2. Beware of the power of your sub-conscious mind and any potential lurking evil within it that tries to sabotage your race.
One of the greatest marathoners in the world in the 1950s was American Buddy Edelen, who at the peak of his career held the world record. Edelen was a middle-distance man in his college years but set his sights on the marathon when he moved to England to be train upwards of 120+ miles per week while he worked as a school teacher. Edelen’s marathon debut was disastrous, however. Despite pitch-perfect preparation, Edelen inexeplicably decided to wolf down a can of sardines the morning of the race—-an act that could only be described as a weird experiment, considering it was something he reportedly had never done before either training or a race. The result? Severe stomach problems forced him to DNF. Per a little post-implosion (and explosion) analysis of the mystery as to why Edelen ate the sardines was that some internal fear-based demon motivated the dietary selection of small, oily fish.

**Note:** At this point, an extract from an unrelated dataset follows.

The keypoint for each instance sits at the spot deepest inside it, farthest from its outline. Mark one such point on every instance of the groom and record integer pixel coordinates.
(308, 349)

In the 1999 Hawaii Ironman, Canadian Peter Reid—the night before bike check-in, was staring at his rig in a state of near hypnosis and decided—another inexplicable decision—to change the position of his saddle. A minor tweak but one that proved an utter shock to his body during the 112-mile wind-blasted bike ride. Reid finished second and after the race talked curiously about what prompted him to make such a weird, rookie mistake—actually changing a deeply dialed in bike position for a reason he couldn’t fathom when he talked about the after-math of his power-zapped day on the Queen K.